Вадим во время работы помалкивает и не дергает своих людей, а это большое умение — не дергать людей. Какие бы ни были вокруг Вадима сутолока и ералаш, он остается медлительным на словах и в жестах. А Пасечник излишне шумлив. Любит во время работы слышать свой повелительный голос.

Вадим более пунктуален. Он любит слово в слово, по-военному, повторять приказы. Поэтому когда Токмаков имеет дело с Вадимом, то волей-неволей приходится отдавать все распоряжения по-фронтовому: четко, лаконично. А с Пасечником беда. Он вечно допускает отсебятину, а потом оправдывается: проявил, говорит, нездоровую инициативу…

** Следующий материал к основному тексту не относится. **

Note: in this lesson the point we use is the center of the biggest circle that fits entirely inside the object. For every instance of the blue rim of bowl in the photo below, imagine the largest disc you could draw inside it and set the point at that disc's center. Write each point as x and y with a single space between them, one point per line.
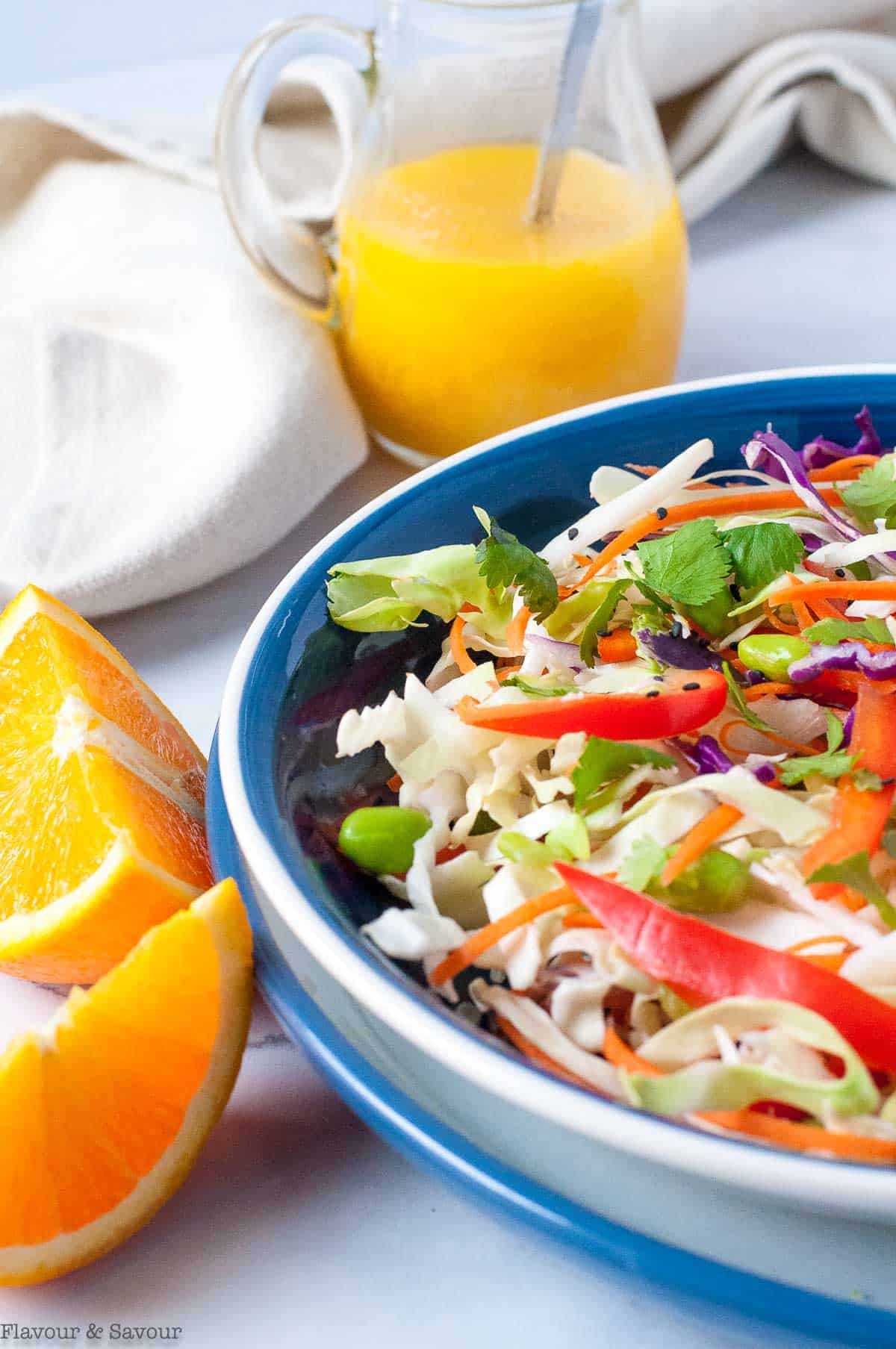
447 1155
247 782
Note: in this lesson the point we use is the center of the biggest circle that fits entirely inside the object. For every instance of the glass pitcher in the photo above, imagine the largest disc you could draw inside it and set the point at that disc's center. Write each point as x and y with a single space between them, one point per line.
455 316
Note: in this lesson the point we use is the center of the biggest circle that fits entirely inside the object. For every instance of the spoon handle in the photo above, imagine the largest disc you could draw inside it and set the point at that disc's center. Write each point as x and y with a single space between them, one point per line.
583 28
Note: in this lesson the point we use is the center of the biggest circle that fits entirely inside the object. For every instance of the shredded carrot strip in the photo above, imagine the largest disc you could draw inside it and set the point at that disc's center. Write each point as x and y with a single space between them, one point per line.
538 1055
617 647
770 690
788 629
729 505
698 839
582 920
482 941
463 660
803 1138
826 959
724 737
842 468
807 591
825 608
517 629
617 1053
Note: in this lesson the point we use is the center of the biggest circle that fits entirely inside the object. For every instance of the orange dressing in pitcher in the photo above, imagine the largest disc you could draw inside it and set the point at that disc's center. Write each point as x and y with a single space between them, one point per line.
461 321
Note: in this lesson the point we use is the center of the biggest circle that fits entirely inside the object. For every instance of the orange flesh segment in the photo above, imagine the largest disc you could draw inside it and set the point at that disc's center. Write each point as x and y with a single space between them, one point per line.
125 1078
95 772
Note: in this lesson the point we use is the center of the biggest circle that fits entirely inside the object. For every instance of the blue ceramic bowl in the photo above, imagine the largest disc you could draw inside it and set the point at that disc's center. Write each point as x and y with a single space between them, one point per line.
752 1208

На высоте, когда приходится работать без подмостей, Пасечник чувствует себя увереннее. Но зато на земле, когда верхолазы готовятся к подъемам, во время всяких расчетов, Вадим надежнее. Пасечник на земле бывает ленив и небрежен.

И все же, если бы Терновой опять спросил, кто из бригадиров лучше, Токмаков затруднился бы ответить…


Токмаков стал метрах в сорока от крана, чтобы не упускать из виду горизонт верхней площадки домны и чтобы машинист крана, который все время смотрит на прораба в окно будки, видел его руки.

Кисть руки прораба, подвижна и выразительна. Указательный палец обращен книзу — майна; крюк крана идет вниз, а стрела его остается неподвижной. Если Токмаков слегка пошлепывает ладонью по воздуху и опускает ее все ниже — сильно майна. Если после этого Токмаков показывает пальцем на зубы, значит, груз следует опустить еще чуть-чуть.